Maternity and mental health - it's OK not to be OK
When most people find out they’re pregnant, they do so in a normal way. The way I discovered I was pregnant was anything but cliché. Realising you’re pregnant on the other side of the Carrick-a-Rede rope bridge after climbing what felt like a thousand steps isn’t something you’re going to forget quickly. And like many women my brain went into overdrive. Will it be a boy or girl? Will they be healthy? Can we afford to get everything we need? Can we afford for me to take so much maternity leave? All the usual worries.
Fast forward 9 months (and a further 8 days; someone was far too comfortable!) and our beautiful baby Dara was born. And suddenly, everything seemed so much more real now there was another life solely dependent on us. Which makes your brain manifest even more worries. Why are they crying? Have they eaten enough? Are they warm enough? Things that most parents worry about when they see their tiny child for the first time.
With a new baby, lack of sleep really skews your outlook on everything and can make you worry about things that are maybe not as pressing as your brain makes you believe. Anyone who knows me knows that I am a positive and upbeat person, usually willing to give anything a go and doesn’t like being negative about anything. It goes to show that no matter how positive your outlook, anyone can be affected by mental health issues.
For me, the only thing that mattered was Dara. My social life became an afterthought. The idea of shopping for myself put me in a panic. The thought of meeting up with friends became a chore and a terrifying prospect. When you have a baby and are off work, your life can easily become so isolated from the world around you. You can become lonely. There is plenty of talking throughout the day; however lying to my son about how I understand why he’s crying and admiring his storytelling skills don’t exactly constitute an intellectual tête-à-tête.
My relationship with my husband suffered as well. I couldn’t wait for him to come home from work each night and loved having him home on his days off. However, most nights, when he came home, I felt like I want to hand Dara over to him and lie under the quilt in bed for the rest of the night. I felt like I couldn’t face the world and that it was too daunting.
Money issues were always a worry in preparation for Dara’s arrival and even before we knew we were expecting. I’m the kind of person that likes to squirrel money away because I like to know we have some security should anything happen. But nothing prepares you for quite how costly having a baby will be. Nappies, baby food, clothes, toys – it all adds up. Not to mention all the equipment babies need, from car seats and prams to cots and quilts, the costs kept rising.
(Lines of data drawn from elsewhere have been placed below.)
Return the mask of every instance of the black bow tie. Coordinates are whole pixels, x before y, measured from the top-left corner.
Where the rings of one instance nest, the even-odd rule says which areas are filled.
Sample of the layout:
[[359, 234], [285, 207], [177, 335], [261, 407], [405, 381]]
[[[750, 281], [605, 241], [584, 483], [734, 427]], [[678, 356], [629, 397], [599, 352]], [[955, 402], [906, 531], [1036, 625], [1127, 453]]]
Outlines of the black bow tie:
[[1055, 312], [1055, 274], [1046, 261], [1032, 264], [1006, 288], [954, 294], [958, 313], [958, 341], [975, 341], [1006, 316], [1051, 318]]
At first, that put me in a panic. Would the savings cover it all? Would we have to use the emergency credit card? Would we have to ask the bank of mum and dad for help? But after a while, I stopped caring. I started spending cash like it was Monopoly money. The savings started dwindling and I couldn’t bring myself to care. But none of it was spent on myself. I spent it on my husband and Dara and my friends, I think it was an attempt to make myself feel happier. Buying things for other people has always cheered me up because I like making other people happy. But this didn’t put a smile on my face.
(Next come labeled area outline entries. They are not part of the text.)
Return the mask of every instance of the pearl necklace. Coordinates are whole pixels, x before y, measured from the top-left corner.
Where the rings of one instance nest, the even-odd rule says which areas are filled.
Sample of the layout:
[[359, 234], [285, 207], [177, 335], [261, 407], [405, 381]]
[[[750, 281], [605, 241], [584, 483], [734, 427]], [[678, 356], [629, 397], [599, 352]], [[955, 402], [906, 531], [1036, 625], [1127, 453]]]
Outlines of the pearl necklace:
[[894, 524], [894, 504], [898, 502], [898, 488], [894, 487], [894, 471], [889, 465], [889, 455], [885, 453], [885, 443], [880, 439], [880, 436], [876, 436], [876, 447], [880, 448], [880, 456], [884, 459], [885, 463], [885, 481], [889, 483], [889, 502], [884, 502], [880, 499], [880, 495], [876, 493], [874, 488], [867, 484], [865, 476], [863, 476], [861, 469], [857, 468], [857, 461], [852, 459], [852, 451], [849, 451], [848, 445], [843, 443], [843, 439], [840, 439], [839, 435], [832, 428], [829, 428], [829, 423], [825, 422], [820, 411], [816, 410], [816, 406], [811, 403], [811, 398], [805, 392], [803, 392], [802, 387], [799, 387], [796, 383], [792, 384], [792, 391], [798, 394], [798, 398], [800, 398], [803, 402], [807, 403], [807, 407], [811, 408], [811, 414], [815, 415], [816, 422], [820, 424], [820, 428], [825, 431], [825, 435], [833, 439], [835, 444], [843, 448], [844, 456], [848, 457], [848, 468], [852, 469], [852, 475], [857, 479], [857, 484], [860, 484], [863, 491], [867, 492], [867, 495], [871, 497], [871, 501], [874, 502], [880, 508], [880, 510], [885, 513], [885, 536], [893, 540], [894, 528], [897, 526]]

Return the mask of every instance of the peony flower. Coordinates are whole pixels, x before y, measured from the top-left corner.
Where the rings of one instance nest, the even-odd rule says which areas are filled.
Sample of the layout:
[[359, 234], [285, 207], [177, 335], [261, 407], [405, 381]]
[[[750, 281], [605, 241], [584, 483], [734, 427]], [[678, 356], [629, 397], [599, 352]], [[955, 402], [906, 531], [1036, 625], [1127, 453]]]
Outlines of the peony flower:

Eventually I realised I needed to seek help. I wasn’t myself. I was withdrawn. I was negative. I was upset. So, I bit the bullet and phoned to make an appointment with my GP. Only to be told I would have to wait a month to get an appointment with any doctor at my surgery. It was probably the longest month of my life.
As soon as the question ‘what can I do for you today?’ was asked the tears came flooding and it was impossible to stop. There’s something about someone who isn’t a family member or friend asking what’s wrong that sets me off entirely. I can’t recommend having a chat with someone highly enough. Even just talking to the doctor about the symptoms I’ve been experiencing – the overwhelming tiredness, the lack of interest in anything but Dara – was extremely therapeutic and made me feel so much better. What was even better was being told that I wasn’t going mad and it was postnatal depression as I had suspected.
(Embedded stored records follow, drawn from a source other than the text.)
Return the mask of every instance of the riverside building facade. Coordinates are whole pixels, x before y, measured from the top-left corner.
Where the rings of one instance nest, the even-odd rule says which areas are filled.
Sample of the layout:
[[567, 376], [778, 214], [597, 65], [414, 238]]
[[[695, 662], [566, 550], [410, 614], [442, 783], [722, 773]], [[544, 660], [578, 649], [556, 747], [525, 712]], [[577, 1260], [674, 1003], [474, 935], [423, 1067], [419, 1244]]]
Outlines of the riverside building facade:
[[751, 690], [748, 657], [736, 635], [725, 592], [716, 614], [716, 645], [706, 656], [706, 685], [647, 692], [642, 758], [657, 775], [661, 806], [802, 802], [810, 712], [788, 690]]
The doctor recommended a course of anti-depressants and some counselling to help and so far, it certainly has. My mind is slowly going back to how it was and I can finally see the light at the end of the tunnel. Dara is sleeping better, my relationship with my husband is as strong as it was before, and the thought of leaving the house doesn’t feel quite so terrifying now. Everything’s looking up.
Anyone with mental health concerns should speak to someone. If you stay locked inside your own mind you make the issues so much worse than they need to be. Luckily, I was fully supported by Aperture and didn’t feel pressured about my return to work following my maternity leave. One of the first things I did was sit and talk with one of my managers and explain what was happening. Everyone has been so supportive and willing to help in any way that they can. Talking to someone and seeking help has made life so much brighter for me and I hope it will for anyone else.